Voilà un extrait de la lettre ouverte adressée par CODITOGO (Coalition de la Diaspora Togolaise pour l'alternance et la Démocratie) au président de la Commission de la CEDEAO. Comme beaucoup de Togolais, nos compatriotes, réunis au sein de cette coalition de la diaspora, se posent beaucoup de questions sur l'organisation sous-régionale qui, presqu'un demi-siècle après sa création, est très loin d'avoir été fidèle à ses objectifs, et moins encore de les avoir atteints. Le manque de démocratie et une corruption endémique dans la plupart des pays membres de la CEDEAO, ont fait en sorte que l'organisation sous-régionale, créée avec de bonnes intentions, est devenu un fourre-tout dominé par l'hypocrisie et par un manque chronique de volonté et de courage politique de la part de nos chefs d'état qui, quand ils se retrouvent, se comportent, la plupart du temps, comme des membres d'un club, d'un syndicat, qui ne sont là que pour leurs intérêts personnels.

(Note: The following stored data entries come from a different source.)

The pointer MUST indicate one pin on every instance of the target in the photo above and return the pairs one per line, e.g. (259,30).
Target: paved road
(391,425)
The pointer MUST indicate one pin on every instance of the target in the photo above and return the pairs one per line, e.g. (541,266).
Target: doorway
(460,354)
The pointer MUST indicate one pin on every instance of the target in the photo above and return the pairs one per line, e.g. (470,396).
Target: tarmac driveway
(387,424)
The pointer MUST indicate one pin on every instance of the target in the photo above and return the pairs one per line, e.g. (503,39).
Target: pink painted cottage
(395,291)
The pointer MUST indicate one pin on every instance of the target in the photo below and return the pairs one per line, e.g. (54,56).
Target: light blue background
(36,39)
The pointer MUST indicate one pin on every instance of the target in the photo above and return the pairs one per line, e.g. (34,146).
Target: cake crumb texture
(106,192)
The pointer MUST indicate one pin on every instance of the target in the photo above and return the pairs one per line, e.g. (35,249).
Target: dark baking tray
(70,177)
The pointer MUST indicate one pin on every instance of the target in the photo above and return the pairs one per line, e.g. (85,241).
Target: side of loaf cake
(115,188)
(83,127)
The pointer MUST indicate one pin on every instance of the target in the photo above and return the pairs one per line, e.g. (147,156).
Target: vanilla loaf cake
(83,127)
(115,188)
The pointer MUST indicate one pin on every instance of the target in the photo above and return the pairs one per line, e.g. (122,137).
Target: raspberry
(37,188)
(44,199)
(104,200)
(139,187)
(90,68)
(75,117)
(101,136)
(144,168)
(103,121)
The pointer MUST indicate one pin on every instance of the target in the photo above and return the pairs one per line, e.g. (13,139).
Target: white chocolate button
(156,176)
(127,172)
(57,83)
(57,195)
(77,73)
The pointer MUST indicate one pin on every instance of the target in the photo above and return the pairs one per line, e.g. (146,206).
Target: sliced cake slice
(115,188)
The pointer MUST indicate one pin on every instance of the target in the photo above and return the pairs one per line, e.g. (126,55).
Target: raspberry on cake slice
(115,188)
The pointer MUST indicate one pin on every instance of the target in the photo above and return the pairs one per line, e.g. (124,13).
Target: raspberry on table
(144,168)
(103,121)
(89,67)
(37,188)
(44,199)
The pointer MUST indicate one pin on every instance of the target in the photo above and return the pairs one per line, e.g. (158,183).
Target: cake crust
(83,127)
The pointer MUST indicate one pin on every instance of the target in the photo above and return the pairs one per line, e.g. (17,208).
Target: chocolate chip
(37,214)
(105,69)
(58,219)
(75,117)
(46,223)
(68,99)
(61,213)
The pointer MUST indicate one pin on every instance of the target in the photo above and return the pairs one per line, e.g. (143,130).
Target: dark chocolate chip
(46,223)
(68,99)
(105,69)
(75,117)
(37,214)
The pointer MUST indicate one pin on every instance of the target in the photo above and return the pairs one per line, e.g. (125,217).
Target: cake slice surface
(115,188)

La Conférence des Chefs d'État et de Gouvernement a adopté en juin 2007 la Vision 2020 de la CEDEAO, qui ambitionnait de créer une « région sans frontières, paisible, prospère et cohérente, bâtie sur la bonne gouvernance et où les populations ont la capacité d'accéder et d'exploiter les énormes ressources en créant des opportunités de développement durable et de préservation de l'environnement » Si en 2017 la CEDEAO avait encore ce besoin de faire adopter par les chefs d'état des pays membres une vision, avec pour ambition de créer une région sans frontières après plus de 40 ans d'existence, on a envie de se poser la question pour savoir ce que nos chefs d'état ont fait de tous ces sommets et conférences pendant quatre décennies.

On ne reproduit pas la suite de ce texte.